The Detroit man who is a person of interest in his wife's killing has been arrested for allegedly trying to kill the man whom he allegedly hired to kill his wife.
In an already confusing case, police have charged Bob Bashara with trying to have his former handyman, Joe Gentz, killed from inside a local jail. Gentz has been behind bars since March and is awaiting trial after confessing to strangling Bashara's wife, Jane.
"He had no idea why he had been arrested," David Griem, Bashara's lawyer, said Monday. "He was shocked when I told him what the charge was going to be. I think he believes this was all part of a setup."
Jane Bashara, a marketing executive, was found strangled in the backseat of her Mercedes in a Detroit alley Jan. 25, hours after her husband reported her missing.
Attention quickly turned to Bob Bashara, who repeatedly broke down in tears and denied any involvement in his wife's death. Gentz told police Bashara offered him money and then forced him at gunpoint to kill his wife in the garage of their home, an accusation he denies.
"I don't own a firearm," Bashara told ABC News. "I absolutely had nothing to do with this.
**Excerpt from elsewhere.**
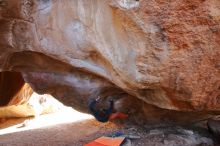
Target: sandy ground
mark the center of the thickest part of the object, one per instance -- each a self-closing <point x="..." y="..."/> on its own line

That is a sick assessment on his part. It just shows how deranged he is."
Bashara has said he had nothing to do with his wife's death and blamed the killing on Gentz, whom he said was angry at Bashara because of a business deal. Gentz turned himself in to authorities shortly after the discovery of Jane's body.
Bashara failed a police-administered polygraph test, but passed one arranged by his attorney. He has also been accused of having a mistress and was linked to a secret S&M club located beneath his bar.
Jane Bashara's mother, Lorraine Engelbrecht, filed a police report against her son-in-law in May, stating she was in fear of him because she believed his character changed, according to ABC News station WXYZ-TV. Bashara's purported mistress, Rachel Gillet, filed a personal protection order, claiming she was afraid for her life as well.
Griem says his client will likely be charged with solicitation to murder a witness and could face life in prison if convicted. Griem calls these latest accusations bewildering.
"It doesn't happen to me often," he said, "but I'm speechless."